In short, the debates demolished the electability argument for Biden.  Harris, Warren, and perhaps others now look more capable of defeating Trump.  Buttigieg also made a good impression.  As on Wednesday, none of the minor candidates really distinguished themselves.  Assuming these impressions are confirmed by polling, those among them who could plausibly do so need to start thinking about running for Senate instead (Marianne Williamson can perhaps try for ambassador to Pluto).  Sanders is still in the running with substantial support, and Biden remains a heavyweight and could recover if he gets a grip on his problems and changes course.  There could still be some future stand-out moment from one of the minor candidates, but their performances so far give no reason to expect one.  The nominee will almost certainly be either Harris, Warren, Buttigieg, Sanders, or Biden.

By the way, the audience for Wednesday's debate was 15.3 million, while that for Thursday's was 18.1 million (source).  These are impressively-large numbers for a primary debate, but still small compared to the total potential electorate -- 130 million people voted in 2016, and the number of Americans qualified to vote is over 200 million.  So, again, most voters will get their impressions via news coverage and videos of the highlights -- which means it may take some time for the effects of the candidates' performances to show up in polling data.

27 June 2019

A couple of observations on the debate

The first debate seems to have gone well, considering the limitations imposed by the excessive number of candidates.  Infighting and attacks on rival Democrats were kept to a minimum, and the focus was on substantive ideas, though the limited speaking time didn't allow for much depth.  Chuck Todd tried to maneuver candidates into producing sound bites that could be used against them, but they avoided the trap.  For detailed analysis, see Electoral-Vote.

The consensus seems to be that Warren performed the best -- more importantly, she showed the kind of political savvy that should inspire confidence in her effectiveness as a candidate in the general.  In short, she went a long way toward showing that she's electable.  Some recent polling has already shown her moving into (a still-distant) second place behind Biden, and this poll I cited on Sunday, in which Democrats were asked whom they would favor if electability weren't an issue, had her already in first place.  So yesterday's performance may help her substantially.

A couple of observations:

First, it will be a few days before we know the real impact of the debate (or of tonight's).  The "snap polls" run by some websites are self-selected samples and not indicative of anything about the general population.  It will take time for real pollsters to carry out scientifically-valid polls with proper samples and find out how the debates have moved the needle, if at all.

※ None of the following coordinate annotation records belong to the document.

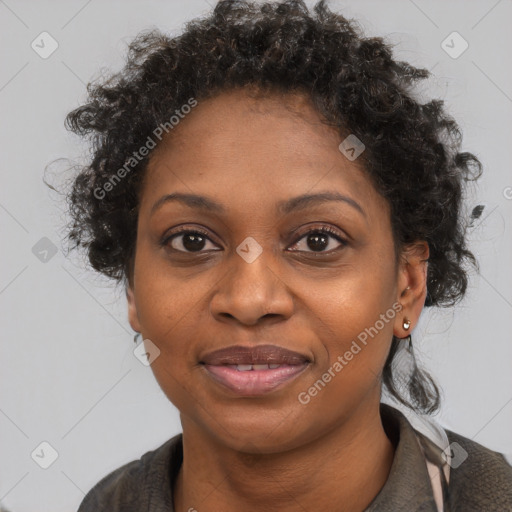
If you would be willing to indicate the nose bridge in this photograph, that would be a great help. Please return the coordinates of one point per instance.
(251, 288)
(250, 270)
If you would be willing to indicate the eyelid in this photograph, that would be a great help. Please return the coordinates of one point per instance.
(321, 228)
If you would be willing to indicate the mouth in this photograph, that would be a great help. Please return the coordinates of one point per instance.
(254, 371)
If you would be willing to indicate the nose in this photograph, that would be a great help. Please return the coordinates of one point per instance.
(252, 291)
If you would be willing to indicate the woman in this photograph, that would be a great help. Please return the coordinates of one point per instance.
(280, 209)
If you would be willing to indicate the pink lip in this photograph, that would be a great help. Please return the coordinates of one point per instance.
(254, 382)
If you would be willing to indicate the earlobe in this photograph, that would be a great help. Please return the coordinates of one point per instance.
(412, 287)
(133, 317)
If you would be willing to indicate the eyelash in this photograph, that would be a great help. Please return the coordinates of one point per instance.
(322, 229)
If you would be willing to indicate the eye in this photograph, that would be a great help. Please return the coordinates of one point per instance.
(317, 240)
(187, 240)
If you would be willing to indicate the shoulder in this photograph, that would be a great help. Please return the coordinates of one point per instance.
(135, 485)
(480, 479)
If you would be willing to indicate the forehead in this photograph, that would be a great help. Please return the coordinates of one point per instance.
(262, 147)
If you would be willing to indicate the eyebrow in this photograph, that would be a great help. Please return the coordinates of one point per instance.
(284, 207)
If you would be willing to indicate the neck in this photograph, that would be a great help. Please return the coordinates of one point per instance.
(347, 466)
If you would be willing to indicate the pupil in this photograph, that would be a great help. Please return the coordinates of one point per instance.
(317, 242)
(193, 242)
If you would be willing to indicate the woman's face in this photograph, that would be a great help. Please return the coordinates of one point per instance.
(312, 294)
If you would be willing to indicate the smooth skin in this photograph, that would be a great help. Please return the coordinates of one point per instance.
(261, 453)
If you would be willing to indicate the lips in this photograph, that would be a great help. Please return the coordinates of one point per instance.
(253, 371)
(259, 355)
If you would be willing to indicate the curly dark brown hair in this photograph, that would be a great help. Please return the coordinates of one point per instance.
(412, 150)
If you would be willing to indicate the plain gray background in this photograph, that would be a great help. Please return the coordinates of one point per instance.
(67, 372)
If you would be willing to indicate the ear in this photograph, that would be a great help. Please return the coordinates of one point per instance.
(133, 317)
(412, 285)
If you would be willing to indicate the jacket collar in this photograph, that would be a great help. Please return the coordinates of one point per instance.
(407, 489)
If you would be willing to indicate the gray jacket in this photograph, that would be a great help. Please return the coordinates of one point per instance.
(480, 480)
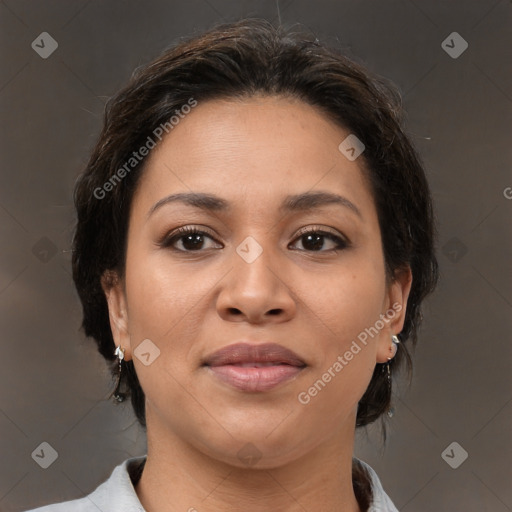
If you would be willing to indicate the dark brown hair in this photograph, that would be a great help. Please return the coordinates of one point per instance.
(238, 60)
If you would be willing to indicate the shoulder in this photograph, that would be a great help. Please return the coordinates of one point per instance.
(381, 502)
(116, 494)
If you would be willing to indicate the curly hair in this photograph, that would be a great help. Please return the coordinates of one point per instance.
(239, 60)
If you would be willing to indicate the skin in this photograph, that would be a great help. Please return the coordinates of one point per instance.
(252, 153)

This is especially true since only a minority of potential voters are watching.  I've seen no reports of TV ratings for yesterday's broadcast yet, but party primary debates over the last decade have drawn audiences ranging from 3 million to 24 million, and this week's debates are unlikely to approach the upper end of that range.  An audience of, say, 15 million would be gargantuan compared with normal audiences for political TV, but still a small fraction of the 130 million who voted in 2016.  So most voters will get their impressions of the debates from media reports, snippets on YouTube, and so forth.  That will take time.

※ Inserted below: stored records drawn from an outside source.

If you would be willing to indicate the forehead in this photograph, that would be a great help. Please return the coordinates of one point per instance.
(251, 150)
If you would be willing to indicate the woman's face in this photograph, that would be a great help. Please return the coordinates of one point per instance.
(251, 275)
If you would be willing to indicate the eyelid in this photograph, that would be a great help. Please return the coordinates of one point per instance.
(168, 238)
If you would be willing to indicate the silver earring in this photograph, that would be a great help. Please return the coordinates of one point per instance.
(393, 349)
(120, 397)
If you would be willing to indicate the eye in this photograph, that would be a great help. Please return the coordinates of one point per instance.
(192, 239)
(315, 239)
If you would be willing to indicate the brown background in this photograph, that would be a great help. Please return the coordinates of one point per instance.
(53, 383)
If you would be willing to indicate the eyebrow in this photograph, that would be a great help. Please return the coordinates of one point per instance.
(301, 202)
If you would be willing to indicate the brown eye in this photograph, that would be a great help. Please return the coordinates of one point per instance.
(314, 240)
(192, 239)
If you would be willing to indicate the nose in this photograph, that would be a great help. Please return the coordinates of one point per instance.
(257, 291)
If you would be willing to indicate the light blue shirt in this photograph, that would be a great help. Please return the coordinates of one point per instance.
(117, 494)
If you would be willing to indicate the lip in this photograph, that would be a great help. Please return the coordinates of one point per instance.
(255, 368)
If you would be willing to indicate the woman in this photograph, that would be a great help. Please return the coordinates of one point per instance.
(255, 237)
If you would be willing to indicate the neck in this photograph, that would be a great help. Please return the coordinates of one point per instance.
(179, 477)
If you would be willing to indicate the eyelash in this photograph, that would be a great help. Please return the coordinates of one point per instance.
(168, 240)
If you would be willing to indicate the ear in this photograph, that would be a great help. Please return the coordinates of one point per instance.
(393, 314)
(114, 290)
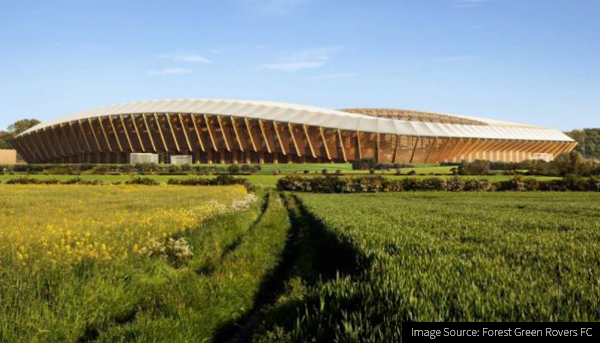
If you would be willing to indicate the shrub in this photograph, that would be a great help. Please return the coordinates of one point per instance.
(100, 170)
(147, 167)
(233, 169)
(142, 181)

Second, the party needs to be focusing on the Senate as well as on the Presidency.  Even if a Democrat becomes President, failing to capture the Senate would leave the malignant Mitch McConnell in place to continue the shameless partisan obstruction he's notorious for.  Much, perhaps the majority, of the new President's agenda would be paralyzed; certainly major reforms to health care or taxation would be unreachable.  And our odds of re-taking the Senate would be a lot better if some of the no-hope candidates for President were to run for the Senate instead.

Waiting to try in 2022 isn't a viable option.  The Senate map that year will be much less favorable than in 2020, and in a non-Presidential year turnout is usually lower.  2020 is our best shot.  Once we do have real polling data about voter response to this week's debates, it will be time for the candidates who remain mired at the bottom to accept reality and switch to races they can actually win, where they'll be able to bring real benefit to the country.

Yes, the Presidency is the top prize in politics -- but helping to sweep McConnell aside so he can no longer undermine American democracy from within will be a great and honorable achievement in its own right.

24 June 2019

Quote for the day -- economic freedom

This quote articulates something I've been meaning to post about for some time.  In a feat of terminological ji-jutsu that not even Orwell could have imagined, libertarians have re-defined "economic freedom" as the removal of any laws or regulations that prevent the ultra-wealthy from shitting all over the rest of us as they see fit.  In reality, there is such a thing as economic freedom -- and like any other kind of freedom in reality, it's not some default situation that things revert to when laws are removed; it's a condition which can only exist when the state guarantees and defends it.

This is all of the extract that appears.